Toujours absorbé par son idée, Valentin ne répondit pas. Il se releva pour récupérer un bout de chiffon de coton qu'il lacéra en charpie avec son opinel.
Il retourna fouiller le bois accumulé dans un coin de la grotte et finit par extraire un bout de planche craquelée, desséchée, puis avisa un bâton également très sec du diamètre d'un manche à balai, bâton d'une trentaine de centimètres dont il arrondit les extrémités. Toujours à l'opinel, il creusa dans la planche une cavité circulaire du même diamètre que le bâton. Il entailla ensuite le milieu du bâton d'une encoche circulaire. Il rechercha enfin un autre bout de bois qu'il creusa également d'une alvéole d'un diamètre égal à celui du bâton.
Pauline continuait à prendre des photos.
— Tu peux m'expliquer ce que tu fais ?
— Je vais tenter de faire du feu à la méthode aborigène.
— Arborigène, c'est quoi ça ?
— Pas ARborigène mais Aborigène. Les aborigènes étaient les premiers habitants de l'Australie et ils ont heureusement toujours des descendants. Dans la ferme de mes parents travaille un couple d'aborigènes et j'étais bien copain avec leur fils. Il m'a montré comment ses ancêtres faisaient du feu. Je vais essayer de faire comme lui. Vas-y, continue ton reportage.
Valentin récupéra la poussière de charbon de bois écrasé, incorpora des fibres de tissu et plaça le mélange dans la cavité de sa planche.
— Le plus important maintenant, regarde bien :
Il fit faire un tour à la corde de son arc dans l'encoche du bâton dont il plaça l'extrémité la plus arrondie dans la poussière combustible, cala l'autre extrémité avec le petit bout de bois creusé.
— Avant de continuer, peux-tu me dire si l'orage se calme ?
Pauline n'eut pas la peine de répondre directement à la question, un autre très violent coup de tonnerre ébranla la falaise suivi d'une recrudescence de la pluie.
— Il fait presque nuit. Quelle heure peut-il être ? s'inquiéta Pauline.
— Appuie sur le bouton « home » du smartphone.
— Le bouton rond ?
— Yes mademoiselle.
— Dix neuf heures quinze !
— Est-ce qu'il y a du réseau ?
— Non, du tout, impossible de prévenir les profs !

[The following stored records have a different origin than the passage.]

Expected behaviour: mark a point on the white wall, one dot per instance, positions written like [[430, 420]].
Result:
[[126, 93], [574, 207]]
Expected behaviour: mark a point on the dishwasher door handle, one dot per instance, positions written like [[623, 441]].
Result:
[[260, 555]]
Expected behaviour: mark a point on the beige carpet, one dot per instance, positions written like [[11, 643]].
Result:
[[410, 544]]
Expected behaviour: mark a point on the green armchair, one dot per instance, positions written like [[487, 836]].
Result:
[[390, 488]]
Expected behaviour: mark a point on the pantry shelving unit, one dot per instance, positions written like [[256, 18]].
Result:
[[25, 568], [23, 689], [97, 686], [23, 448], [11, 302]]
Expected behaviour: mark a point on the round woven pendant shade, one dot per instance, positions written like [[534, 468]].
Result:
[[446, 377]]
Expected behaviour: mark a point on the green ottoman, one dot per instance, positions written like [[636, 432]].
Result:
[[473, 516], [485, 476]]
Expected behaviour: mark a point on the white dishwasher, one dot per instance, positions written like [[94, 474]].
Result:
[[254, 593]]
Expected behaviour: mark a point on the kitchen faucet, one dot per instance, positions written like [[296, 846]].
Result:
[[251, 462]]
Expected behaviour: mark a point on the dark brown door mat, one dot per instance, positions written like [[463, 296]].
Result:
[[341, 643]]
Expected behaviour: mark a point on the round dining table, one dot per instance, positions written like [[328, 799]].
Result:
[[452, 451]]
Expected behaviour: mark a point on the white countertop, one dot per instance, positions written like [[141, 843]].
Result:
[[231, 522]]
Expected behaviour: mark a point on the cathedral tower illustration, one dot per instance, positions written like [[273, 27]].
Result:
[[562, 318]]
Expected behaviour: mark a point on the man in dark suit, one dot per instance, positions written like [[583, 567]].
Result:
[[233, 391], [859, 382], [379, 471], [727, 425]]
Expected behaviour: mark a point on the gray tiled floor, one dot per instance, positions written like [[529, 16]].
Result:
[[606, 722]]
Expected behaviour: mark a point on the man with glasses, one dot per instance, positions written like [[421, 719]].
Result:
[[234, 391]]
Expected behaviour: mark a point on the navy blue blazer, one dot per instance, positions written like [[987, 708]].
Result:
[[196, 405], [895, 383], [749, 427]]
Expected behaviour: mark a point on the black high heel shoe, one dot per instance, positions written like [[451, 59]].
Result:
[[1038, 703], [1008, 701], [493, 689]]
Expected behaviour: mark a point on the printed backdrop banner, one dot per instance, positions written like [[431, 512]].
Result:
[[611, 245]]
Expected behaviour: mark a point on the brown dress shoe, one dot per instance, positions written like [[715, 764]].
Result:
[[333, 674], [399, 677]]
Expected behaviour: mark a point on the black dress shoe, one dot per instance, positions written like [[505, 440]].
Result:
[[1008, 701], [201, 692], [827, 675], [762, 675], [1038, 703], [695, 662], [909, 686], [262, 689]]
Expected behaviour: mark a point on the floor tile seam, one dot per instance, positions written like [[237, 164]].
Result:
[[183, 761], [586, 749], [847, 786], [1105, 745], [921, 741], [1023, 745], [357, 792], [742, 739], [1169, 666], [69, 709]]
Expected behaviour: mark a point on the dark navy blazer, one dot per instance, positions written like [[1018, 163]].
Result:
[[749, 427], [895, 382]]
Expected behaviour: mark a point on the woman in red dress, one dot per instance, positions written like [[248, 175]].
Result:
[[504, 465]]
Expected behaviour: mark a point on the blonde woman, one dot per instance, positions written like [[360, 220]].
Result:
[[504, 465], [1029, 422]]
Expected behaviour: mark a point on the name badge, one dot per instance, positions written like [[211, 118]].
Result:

— Alors continue ton reportage si tu veux bien, tu retouches l'icône Appareil photo pour relancer. En ce qui me concerne, le plus difficile de l'opération, c'est maintenant. Tenant l'extrémité de son arc comme l'archet d'un violoncelle, par un mouvement de va et vient continu, il fit tourner le bâton régulièrement et rapidement, le bout frottant le mélange inflammable dans la cavité de bois sec. Au bout de quelques minutes, un peu de fumée bleue sorti de l'alvéole chauffée par le frottement.
— Apporte vite un peu de foin et des brindilles bien sèches. Dès que tu verras du rouge dans la poussière de charbon, tu mets le foin dessus. Là, vas-y !
Sous le souffle léger de Valentin, de la fumée s'éleva puis une flamme timide surgit qui se propagea rapidement à la poignée d'herbes sèches. Il retira vivement son système et mit ses mains en conque autour du petit foyer.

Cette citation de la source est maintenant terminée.